Renwick's Elgin Battery Illinois Light Artillery was an artillery battery from Illinois that served in the Union Army during the American Civil War. The battery was mustered into service in November 1862 and assigned to guard duty in Kentucky. Starting in August 1863, the unit took part in Ambrose Burnside's campaign in east Tennessee and the Knoxville campaign. In February 1865, the battery was transferred to the Atlantic coast where it fought at Wyse Fork shortly before the war ended. The unit was mustered out of service in July 1865.

==Organization==
Organized at Elgin, Ill., and mustered in November 15, 1862. Ordered to Kentucky and attached to District of Western Kentucky, Dept. of the Ohio, to April, 1863. 1st Brigade, 3rd Division, 23rd Army Corps, Dept. Ohio, to August, 1863. 1st Brigade, 2nd Division, 23rd Army Corps, to April, 1864. 2nd Brigade, 4th Division, 23rd Army Corps, to February, 1865. 2nd Brigade, 4th Division, District of East Tennessee, Dept. of the Cumberland, February, 1865. Artillery, 1st Division, 23rd Army Corps, Dept. of North Carolina, to July, 1865.

==Service==
Duty at Bowling Green, Ky., until May, 1863, and at Glasgow and Tompkinsville until July. At Munfordsville July. Operations against Morgan in Kentucky July 2-26. Burnside's Campaign in East Tennessee August 16-October 17. At Loudon until November 9. Knoxville Campaign November 4-December 23. Moved to Kingston and duty there until December 4. Repulse of Wheeler's attack on Kingston November 24. Near Kingston December 4. March to Mossy Creek December 4-27. Action at Mossy Creek, Talbot's Station, December 29. At Mossy Creek until January, 1864. Post and garrison duty at Knoxville and other points in East Tennessee until February, 1865. Ordered to North Carolina.
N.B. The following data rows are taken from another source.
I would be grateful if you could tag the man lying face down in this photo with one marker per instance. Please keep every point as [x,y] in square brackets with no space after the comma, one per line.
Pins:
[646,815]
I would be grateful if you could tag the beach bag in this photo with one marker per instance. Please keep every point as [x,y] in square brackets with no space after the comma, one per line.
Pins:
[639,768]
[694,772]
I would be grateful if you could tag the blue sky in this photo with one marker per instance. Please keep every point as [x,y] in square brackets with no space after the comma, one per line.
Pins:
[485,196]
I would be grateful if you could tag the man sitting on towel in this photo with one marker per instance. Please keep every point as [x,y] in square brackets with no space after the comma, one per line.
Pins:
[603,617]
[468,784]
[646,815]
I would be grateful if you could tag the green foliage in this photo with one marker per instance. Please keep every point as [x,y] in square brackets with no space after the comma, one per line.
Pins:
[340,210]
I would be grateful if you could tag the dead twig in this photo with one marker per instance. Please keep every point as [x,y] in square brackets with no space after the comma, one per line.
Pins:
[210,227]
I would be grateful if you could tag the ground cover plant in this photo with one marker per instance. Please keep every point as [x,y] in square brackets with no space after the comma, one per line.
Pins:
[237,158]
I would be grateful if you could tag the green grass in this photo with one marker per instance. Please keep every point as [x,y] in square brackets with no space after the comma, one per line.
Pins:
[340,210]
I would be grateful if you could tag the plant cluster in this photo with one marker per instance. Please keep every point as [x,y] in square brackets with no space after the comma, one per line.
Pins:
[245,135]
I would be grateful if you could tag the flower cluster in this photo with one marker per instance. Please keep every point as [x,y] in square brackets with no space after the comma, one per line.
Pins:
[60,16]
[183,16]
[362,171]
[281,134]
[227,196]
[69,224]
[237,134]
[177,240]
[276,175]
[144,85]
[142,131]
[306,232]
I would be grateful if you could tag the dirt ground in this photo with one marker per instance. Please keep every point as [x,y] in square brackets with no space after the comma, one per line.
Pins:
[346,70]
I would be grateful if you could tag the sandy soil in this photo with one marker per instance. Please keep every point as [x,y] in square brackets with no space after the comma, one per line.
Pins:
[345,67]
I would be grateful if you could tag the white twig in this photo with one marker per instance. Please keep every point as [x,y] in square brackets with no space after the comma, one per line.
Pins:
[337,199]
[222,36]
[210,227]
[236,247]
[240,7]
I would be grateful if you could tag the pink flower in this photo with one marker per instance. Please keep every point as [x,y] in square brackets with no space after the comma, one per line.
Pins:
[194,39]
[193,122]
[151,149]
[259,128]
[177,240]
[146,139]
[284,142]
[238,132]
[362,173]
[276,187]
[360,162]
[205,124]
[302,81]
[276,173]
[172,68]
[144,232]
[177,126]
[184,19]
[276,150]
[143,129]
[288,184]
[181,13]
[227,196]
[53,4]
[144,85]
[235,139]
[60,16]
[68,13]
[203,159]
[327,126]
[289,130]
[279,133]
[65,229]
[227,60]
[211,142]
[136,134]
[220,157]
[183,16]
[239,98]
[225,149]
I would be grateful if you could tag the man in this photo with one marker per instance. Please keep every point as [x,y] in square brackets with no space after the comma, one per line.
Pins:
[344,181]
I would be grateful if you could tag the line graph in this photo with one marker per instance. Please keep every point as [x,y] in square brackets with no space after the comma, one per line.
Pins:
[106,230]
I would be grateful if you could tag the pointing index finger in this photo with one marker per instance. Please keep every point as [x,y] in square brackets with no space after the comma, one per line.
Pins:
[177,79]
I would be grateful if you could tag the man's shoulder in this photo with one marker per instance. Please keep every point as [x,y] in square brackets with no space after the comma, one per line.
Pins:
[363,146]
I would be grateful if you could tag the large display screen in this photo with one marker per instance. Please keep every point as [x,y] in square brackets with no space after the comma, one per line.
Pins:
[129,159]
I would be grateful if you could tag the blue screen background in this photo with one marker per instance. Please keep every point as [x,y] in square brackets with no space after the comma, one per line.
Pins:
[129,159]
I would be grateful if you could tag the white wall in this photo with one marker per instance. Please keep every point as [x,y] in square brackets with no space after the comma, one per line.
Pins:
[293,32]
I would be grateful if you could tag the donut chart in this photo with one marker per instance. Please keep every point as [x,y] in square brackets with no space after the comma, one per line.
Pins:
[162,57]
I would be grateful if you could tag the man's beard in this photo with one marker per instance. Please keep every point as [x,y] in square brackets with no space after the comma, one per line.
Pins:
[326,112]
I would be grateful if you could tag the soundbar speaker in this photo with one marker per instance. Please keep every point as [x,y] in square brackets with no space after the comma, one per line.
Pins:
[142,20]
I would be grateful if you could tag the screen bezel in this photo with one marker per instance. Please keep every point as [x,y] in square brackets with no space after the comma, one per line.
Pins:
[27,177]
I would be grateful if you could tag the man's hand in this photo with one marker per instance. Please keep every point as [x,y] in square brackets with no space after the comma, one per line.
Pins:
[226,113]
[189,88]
Campaign of the Carolinas March 1-April 26. Advance on Kinston and Goldsboro March 1-21. Battle of Wise's Forks, N. C., March 8-10. Occupation of Goldsborg March 21. Advance on Raleigh April 10-14. Occupation of Raleigh April 14. Bennett's House April 26. Surrender of Johnston and his army. Duty in Dept. of North Carolina until July. Mustered out July 18, 1865.

Battery lost during service 13 by disease.